Rahul Gandhi made Rs 46.5 lakh profit in just 5 months amid stock market boom in Modi 3.0

Wednesday, December 18, 2024

As Rahul Gandhi continues to raise suspicions about the stupendous growth of the Indian stock markets in the Modi 3.0 era, data has revealed that the Leader of Opposition (LoP) made a profit of Rs 46.49 lakh from his stock investments in the last five months.

IANS did the math and found that the value of Rahul Gandhi’s portfolio in the stock market increased from about Rs 4.33 crore (as on March 15, 2024), to nearly Rs 4.80 crore (as on August 12, 2024).

The profit has been calculated on the basis of shares revealed in the Lok Sabha nomination filed by Rahul Gandhi for the Rae Bareli constituency.

Rahul Gandhi’s portfolio includes stocks like Asian Paints, Bajaj Finance, Deepak Nitrite, Divis Labs, GMM Pfaudler, Hindustan Unilever, Infosys, ITC, TCS, Titan, Tube Investments of India and LTIMindtree, among others.

His portfolio includes about 24 stocks, out of which he is currently incurring losses in only four companies – LTI Mindtree, Titan, TCS and Nestle India.

Apart from these, stocks of several small companies like Vertoz Advertising Ltd and Vinyl Chemicals are also included in the Congress leader’s portfolio.

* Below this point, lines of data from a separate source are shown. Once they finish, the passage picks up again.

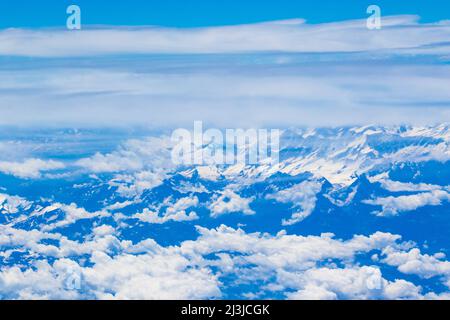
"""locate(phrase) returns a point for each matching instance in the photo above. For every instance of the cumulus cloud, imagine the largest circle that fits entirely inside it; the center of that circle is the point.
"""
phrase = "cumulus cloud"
(392, 206)
(300, 266)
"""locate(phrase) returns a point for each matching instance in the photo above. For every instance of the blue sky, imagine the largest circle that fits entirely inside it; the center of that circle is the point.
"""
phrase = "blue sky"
(193, 13)
(317, 63)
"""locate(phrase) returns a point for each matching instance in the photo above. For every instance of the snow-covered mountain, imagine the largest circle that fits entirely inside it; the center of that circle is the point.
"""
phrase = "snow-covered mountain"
(348, 212)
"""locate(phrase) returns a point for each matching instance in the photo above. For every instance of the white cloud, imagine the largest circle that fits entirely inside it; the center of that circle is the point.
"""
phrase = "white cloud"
(30, 168)
(392, 206)
(402, 34)
(303, 267)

Due to corporate action seen in Vertoz Advertising Ltd, the number of shares in this company increased to 5,200, which was 260 as on March 15, 2024, the number crunching revealed.

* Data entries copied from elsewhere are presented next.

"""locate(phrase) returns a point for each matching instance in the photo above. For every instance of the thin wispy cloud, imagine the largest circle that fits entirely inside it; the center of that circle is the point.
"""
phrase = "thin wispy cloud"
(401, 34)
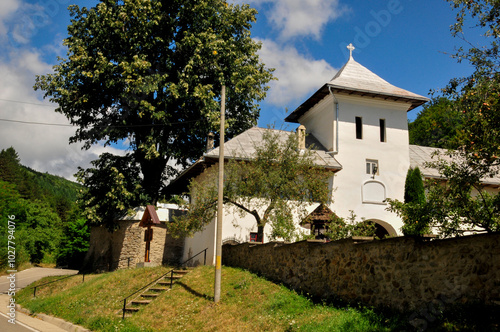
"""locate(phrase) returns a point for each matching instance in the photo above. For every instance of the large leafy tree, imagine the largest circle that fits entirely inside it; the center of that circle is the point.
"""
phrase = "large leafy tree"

The stock market is witnessing a massive boom in the third term of the Prime Minister Narendra Modi-led NDA government. Sensex and Nifty have broken many records in the last few months, reaching new highs.

Meanwhile, in a video message on Sunday, Rahul Gandhi demanded that the Prime Minister announce a JPC probe into the charges against the SEBI chief levelled by US short-seller Hindenburg. He claimed that the integrity of the “securities regulator entrusted with safeguarding the wealth of small retail investors, has been gravely compromised by the allegations against its Chairperson”.

However, the investors brushed off the latest Hindenburg allegations as the benchmark indices ended largely flat on Monday.

Sushil Kedia, Founder and CEO, Kedianomics, said that the short-selling firm Hindenburg was exposed 18 months ago when they made big claims about the Adani Group and the Supreme Court-monitored investigation found nothing. SEBI also issued a show-cause notice to the research firm for violating securities market rules.

“Now 18 months later, Hindenburg suddenly comes and claims on social media that they have something big about India. The aim was to destroy the Indian stock market by breaking the trust of retail investors,” Kedia told IANS.

Since the beginning of this year, Sensex has given returns of about 11 per cent and Nifty about 12 per cent.